After running this code snippet, a file named output.xlsx is generated with our transformed XML inserted into its sheet.xml. Here is how it looked on my machine, when opened in Excel 2007:

Generated XLSX

 

As an example, I have just inserted my data in the sheet.xml. In a more realistic scenario, you might want to implement extra tasks like:

  • Pull data from a database as XML (instead of extracting it from an XLS file) and transform that to the required XML using XSLT.
  • Add header row to the sheet.xml in addition to the data
  • Define styles for the columns.

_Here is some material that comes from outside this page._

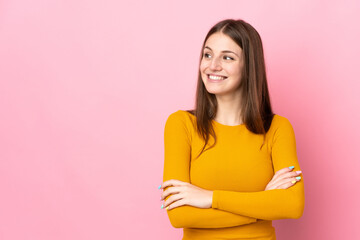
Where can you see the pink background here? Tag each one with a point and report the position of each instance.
(86, 87)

You might have to modify your XSLT to generate columns with associated styles.
  • Format columns for different types of data.

You can also play around with XSLT to generate a full sheet.xml for your requirement, rather than generating just the sheetData element of sheet.xml.

With these I am ending this post. Please feel free to post your queries as comments, I will definitely try to answer them.